Genyo e-Learning
- Website type: Educational technology
- Available in: English
- Owner: Diwa Learning Systems Inc.
- Website: www.genyo.com.ph
- Commercial: Yes
- Launched: 2004
- Current status: Active

= Genyo e-Learning =

Online learning platform

Genyo e-Learning is an online learning platform developed by Diwa Learning Systems Inc. and launched in 2004. It provides digital educational resources for grades 1-10 across five core subjects, supporting both blended and fully online learning models. The platform includes curriculum-based content, online tutorials, and performance monitoring tools for the Philippine educational system. It has been adopted by various schools, becoming particularly prominent during the COVID-19 pandemic. Diwa Learning Systems Inc. provides training and technical support related to the system's implementation.

== History and development ==
Genyo e-Learning was launched in 2004 by Diwa Learning Systems Inc. with the stated goal of integrating Information and Communications Technology (ICT) into education. It has since expanded its functionality to support blended and fully online learning environments. Diwa Learning Systems Inc. conducts webinars and face-to-face training programs for educators, students, and parents on the use of the platform.
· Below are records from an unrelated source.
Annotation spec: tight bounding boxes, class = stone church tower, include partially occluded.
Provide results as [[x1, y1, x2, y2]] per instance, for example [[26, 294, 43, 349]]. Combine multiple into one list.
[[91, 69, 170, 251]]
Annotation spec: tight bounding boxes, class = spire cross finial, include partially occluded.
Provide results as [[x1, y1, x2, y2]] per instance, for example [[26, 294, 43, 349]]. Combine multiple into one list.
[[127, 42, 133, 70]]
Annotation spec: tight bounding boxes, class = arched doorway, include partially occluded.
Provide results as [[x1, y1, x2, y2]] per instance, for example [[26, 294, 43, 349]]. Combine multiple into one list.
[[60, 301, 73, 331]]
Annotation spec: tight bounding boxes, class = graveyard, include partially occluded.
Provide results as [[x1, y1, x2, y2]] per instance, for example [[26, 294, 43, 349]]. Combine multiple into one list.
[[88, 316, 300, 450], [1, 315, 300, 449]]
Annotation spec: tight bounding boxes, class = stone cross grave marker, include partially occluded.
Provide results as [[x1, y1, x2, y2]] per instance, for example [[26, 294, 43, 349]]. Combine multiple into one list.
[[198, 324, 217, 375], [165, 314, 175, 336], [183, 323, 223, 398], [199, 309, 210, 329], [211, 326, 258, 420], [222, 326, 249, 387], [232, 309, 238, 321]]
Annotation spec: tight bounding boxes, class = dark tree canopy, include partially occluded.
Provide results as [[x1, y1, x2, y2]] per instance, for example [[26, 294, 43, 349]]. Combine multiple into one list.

The company employs Learning Integration Specialists (LIS) to assist schools with technical and implementation issues.

=== Implementation and impact ===
Genyo e-Learning has been adopted by schools across the Philippines. Malate Catholic School has utilized Genyo for its hybrid learning program since 2012, integrating face-to-face and online learning activities. During the COVID-19 pandemic, the platform was used by schools, such as Divine Light Academy in Bacoor, Cavite, and Our Lady of Lourdes School of Bauan in Bauan, Batangas to transition their educational programs to online learning.

== Features ==
The platform includes curriculum-based content in Science, Mathematics, English, Filipino, and Araling Panlipunan. This content includes interactive multimedia elements, online tutorials, and performance-tracking tools for students and teachers.